Por meio de diferentes linguagens – como pintura, performance e vídeo –, os artistas propõem reflexões sobre encarceramento, desigualdades sociais e políticas públicas.
Um dos participantes da mostra Coexistir Coabitar é o artista e biomédico Wallace Costa, de 29 anos, que mora no bairro de Irajá, na zona norte.
Ele apresenta a obra Cadeias de Vidro: três telas em resina que revisitam a trajetória do pai na prisão e como isso deixou marcas na família.

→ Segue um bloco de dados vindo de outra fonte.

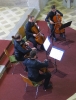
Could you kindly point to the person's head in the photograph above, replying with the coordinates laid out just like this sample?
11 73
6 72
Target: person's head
17 37
53 8
33 54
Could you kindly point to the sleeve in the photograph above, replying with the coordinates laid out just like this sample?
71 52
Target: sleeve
59 12
21 49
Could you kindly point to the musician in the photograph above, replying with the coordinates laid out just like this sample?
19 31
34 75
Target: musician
29 34
21 48
33 66
49 18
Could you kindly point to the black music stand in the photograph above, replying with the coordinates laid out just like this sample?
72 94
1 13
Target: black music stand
65 25
57 54
46 45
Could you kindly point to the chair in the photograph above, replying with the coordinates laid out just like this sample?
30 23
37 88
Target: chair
22 32
12 59
31 83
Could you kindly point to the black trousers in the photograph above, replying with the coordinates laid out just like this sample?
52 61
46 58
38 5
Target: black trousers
52 30
32 39
46 76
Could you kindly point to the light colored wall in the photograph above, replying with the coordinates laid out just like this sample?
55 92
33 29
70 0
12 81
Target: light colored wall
69 3
42 3
38 4
13 2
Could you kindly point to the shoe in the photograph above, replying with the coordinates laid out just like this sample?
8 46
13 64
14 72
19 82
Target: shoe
42 48
38 49
54 39
48 87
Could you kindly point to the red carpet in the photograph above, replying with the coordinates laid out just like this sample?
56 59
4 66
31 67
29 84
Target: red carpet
12 87
4 44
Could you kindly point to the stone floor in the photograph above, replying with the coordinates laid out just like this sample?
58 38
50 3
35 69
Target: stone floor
9 16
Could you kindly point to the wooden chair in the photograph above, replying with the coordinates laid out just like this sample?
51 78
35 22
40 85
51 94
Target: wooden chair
12 60
22 32
31 83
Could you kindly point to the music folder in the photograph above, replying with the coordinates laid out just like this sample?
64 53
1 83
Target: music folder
65 25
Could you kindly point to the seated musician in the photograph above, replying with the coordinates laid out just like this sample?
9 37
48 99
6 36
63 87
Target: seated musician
49 19
30 35
21 48
33 66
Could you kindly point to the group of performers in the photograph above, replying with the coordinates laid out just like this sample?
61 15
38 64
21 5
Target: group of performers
29 55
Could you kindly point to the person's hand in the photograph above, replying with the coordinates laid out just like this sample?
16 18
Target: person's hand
51 22
34 35
45 60
57 13
26 43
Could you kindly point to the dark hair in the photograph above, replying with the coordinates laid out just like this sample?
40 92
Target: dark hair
16 37
32 53
53 7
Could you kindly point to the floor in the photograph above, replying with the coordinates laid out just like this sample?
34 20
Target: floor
68 14
9 16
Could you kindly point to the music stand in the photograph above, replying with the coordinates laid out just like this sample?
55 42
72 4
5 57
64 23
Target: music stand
57 54
65 25
46 45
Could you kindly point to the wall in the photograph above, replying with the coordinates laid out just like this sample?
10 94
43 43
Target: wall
13 2
38 4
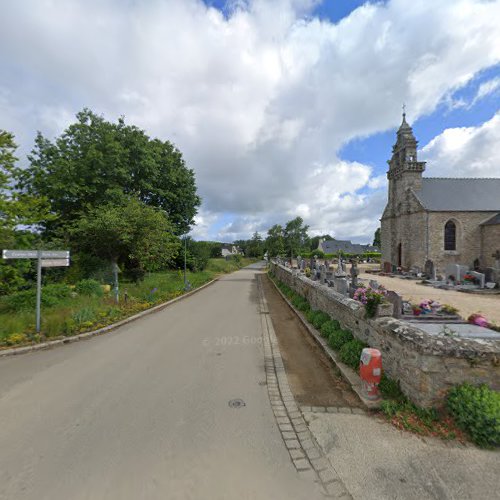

Para Wallace, a arte permite elaborar memórias e provocar reflexões sobre justiça, saúde mental e ressocialização. O pai dele foi detido mais de uma vez.
Na penúltima prisão, permaneceu 11 anos encarcerado. Após cumprir pena, passou pelo regime semiaberto e voltou a ser preso em 2019, por um ano.
“Além dos rótulos que foram tatuados em mim, teve a época do regime semiaberto, em que tive que conviver com ele. Eu já era adolescente, e ele estava diferente.
Nós tínhamos que ficar monitorando o aparelho da tornozeleira eletrônica que ele usava. Ele chegou a usar drogas dentro de casa. Tudo isso teve muito impacto na minha vida”, conta Wallace.
Na obra do artista, a placa central traz a réplica de um jornal que retratou o pai como instigador de uma rebelião ocorrida em abril de 2004.
Nas laterais, fragmentos de vidro, adesivos e canudos encapsulados em resina representam a fragmentação e a anulação do sujeito encarcerado.